HTML5 cache manifest, or an experiment using unfinished and undocumented technology

I’m on a project right now that needs to work on or offline (no, not for mobile, but still confined to webkit), so HTML5′s manifest attribute is the obvious choice. Unfortunately, the implementation even on Safari is spotty at best, and the documentation of precisely what is necessary to make it work (or troubleshoot what went wrong) is nearly nonexistent. That which has been written is largely incomplete or inaccurate, not because of laziness or incompetency but due to the fact that the specification itself is still in flux!

The bits I’m having trouble with at the moment:

  • There’s some HTTP header other than the mime type which (I think) is preventing a simple test page from working on one server. I think it’s “Accept-Ranges: bytes”, but I’m not sure.
  • Safari (4.0.5) handles loading new versions of the cached files in a way that I suspect is a design flaw rather than a bug. Safari isn’t my target platform (QTwebkit is), but I’m attempting to use it as a reference for how things are supposed to work so I can verify how good or bad QT’s implementation is.

On the latter issue, a little background explanation is required. A cache manifest file is (mainly) just a short list of files that may or may be not used by your html5 page. The page itself is listed in there as well:

#version: 1

When you navigate to offline.html (whose html element has the manifest attribute pointing to the file above) the first time, the browser behaves more or less as normal. But when you go the second time, instead of checking with the server to see if offline.html has changed, it only checks to see if the manifest file has changed. If it has, then it should check for updates to all the files listed within it.

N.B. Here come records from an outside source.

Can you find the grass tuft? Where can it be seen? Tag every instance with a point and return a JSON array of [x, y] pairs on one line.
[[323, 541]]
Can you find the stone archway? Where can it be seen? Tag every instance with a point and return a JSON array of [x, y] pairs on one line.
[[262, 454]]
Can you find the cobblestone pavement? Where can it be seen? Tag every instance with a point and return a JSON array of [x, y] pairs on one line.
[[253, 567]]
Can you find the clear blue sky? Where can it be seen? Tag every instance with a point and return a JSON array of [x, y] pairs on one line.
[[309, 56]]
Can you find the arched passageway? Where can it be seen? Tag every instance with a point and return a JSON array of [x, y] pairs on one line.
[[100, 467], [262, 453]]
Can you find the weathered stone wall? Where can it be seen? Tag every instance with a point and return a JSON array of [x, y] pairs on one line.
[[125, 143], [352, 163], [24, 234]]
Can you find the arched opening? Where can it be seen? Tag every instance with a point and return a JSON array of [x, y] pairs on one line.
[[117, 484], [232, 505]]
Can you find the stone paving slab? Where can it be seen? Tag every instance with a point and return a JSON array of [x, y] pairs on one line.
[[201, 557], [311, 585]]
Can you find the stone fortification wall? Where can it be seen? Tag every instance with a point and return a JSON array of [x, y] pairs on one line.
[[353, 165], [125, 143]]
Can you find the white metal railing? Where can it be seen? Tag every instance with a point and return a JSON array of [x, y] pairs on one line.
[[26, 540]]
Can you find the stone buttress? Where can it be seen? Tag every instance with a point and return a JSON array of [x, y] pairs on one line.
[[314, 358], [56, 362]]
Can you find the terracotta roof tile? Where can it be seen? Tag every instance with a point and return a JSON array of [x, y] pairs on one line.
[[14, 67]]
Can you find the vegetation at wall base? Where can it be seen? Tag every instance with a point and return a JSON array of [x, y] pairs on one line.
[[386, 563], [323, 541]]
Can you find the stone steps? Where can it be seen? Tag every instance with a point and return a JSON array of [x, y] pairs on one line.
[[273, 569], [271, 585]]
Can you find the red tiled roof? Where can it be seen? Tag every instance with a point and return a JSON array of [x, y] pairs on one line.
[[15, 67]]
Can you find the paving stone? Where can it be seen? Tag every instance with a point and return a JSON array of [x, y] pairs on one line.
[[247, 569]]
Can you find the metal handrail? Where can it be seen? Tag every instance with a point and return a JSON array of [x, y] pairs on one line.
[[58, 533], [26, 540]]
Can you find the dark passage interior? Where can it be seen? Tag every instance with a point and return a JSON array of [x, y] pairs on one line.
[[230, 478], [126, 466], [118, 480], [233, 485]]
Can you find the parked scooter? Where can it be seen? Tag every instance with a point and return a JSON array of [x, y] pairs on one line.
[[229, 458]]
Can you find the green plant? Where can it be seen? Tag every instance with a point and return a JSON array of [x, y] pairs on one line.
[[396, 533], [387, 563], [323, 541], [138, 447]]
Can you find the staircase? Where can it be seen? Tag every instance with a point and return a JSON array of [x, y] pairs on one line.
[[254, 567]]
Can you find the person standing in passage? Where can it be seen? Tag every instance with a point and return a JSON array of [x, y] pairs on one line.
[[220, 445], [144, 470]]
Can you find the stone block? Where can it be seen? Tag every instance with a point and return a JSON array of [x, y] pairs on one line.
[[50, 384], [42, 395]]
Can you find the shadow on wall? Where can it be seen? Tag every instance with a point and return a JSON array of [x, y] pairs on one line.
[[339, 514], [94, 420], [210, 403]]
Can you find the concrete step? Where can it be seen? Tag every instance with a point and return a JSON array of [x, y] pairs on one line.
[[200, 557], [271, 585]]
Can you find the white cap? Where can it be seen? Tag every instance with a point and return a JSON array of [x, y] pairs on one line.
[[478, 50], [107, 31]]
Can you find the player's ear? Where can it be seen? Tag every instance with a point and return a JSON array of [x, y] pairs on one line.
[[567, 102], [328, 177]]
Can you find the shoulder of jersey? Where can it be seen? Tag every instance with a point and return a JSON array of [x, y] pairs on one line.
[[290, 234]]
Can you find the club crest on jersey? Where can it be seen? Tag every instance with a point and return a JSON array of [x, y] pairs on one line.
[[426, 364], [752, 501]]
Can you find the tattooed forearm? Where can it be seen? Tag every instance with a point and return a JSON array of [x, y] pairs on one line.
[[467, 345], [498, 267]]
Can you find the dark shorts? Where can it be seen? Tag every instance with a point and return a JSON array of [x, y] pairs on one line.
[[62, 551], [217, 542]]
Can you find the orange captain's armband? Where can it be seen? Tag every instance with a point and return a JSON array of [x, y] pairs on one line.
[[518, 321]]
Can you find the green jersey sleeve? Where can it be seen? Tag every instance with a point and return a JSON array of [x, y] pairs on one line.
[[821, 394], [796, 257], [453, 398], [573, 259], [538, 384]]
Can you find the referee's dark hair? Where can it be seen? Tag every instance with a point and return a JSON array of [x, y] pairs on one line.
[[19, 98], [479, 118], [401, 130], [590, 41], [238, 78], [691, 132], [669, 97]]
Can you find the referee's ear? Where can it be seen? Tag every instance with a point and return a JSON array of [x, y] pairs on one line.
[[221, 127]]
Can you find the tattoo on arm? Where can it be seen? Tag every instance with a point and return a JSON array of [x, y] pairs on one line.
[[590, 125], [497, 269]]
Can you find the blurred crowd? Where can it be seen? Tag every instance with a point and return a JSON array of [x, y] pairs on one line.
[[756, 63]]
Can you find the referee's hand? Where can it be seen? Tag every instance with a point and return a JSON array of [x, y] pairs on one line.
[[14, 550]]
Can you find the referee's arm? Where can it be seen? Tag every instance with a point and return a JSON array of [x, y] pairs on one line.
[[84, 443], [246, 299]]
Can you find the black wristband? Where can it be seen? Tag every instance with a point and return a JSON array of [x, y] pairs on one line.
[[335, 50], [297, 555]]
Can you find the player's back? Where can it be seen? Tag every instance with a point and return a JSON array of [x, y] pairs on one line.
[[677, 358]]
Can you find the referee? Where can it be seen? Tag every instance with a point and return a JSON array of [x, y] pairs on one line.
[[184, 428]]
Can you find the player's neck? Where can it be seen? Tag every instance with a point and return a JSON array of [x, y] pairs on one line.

That’s the expected behaviour. What Safari seems to do requires a third loading to describe, however.

Let’s say that after the first loading, you make a change to offline.html, and update the version number in your manifest to prompt the update. If you reload the page, offline.html will not appear to have changed. Reload once more, however, and you’ll see the change.

This is where it gets weird: with the first reload, the Apache access log shows offline.html being requested, and delivered in full with a 200 (and not a 304). The second reload shows only the manifest being requested (with a 200). This means that Safari is getting the updated html file but not using it.

If you think about it, this might be the intended behaviour. Here’s what happens on the first reload:

  1. Safari checks its list of manifests to see if any mention offline.html.
  2. They do, so Safari loads up the cached version of it.
  3. The html element references a manifest, so it checks the manifest to see if it’s changed.
  4. It has, so it checks all the files within to see if they’ve changed, and updates the cache.
  5. The page continues rendering. Since the old version of offline.html was already loaded (which is how Safari knew to check the manifest at all), we don’t see the new version.

Obviously, this isn’t very intuitive, and it’s easy to think you’re seeing a bug. My thinking on the matter is that the manifest might not belong on the page it’s caching, but on another page which redirects or otherwise brings up that page. Alternatively (and for my project this is probably the best solution), the core page would almost never change, and all files would be brought in by the initial JS.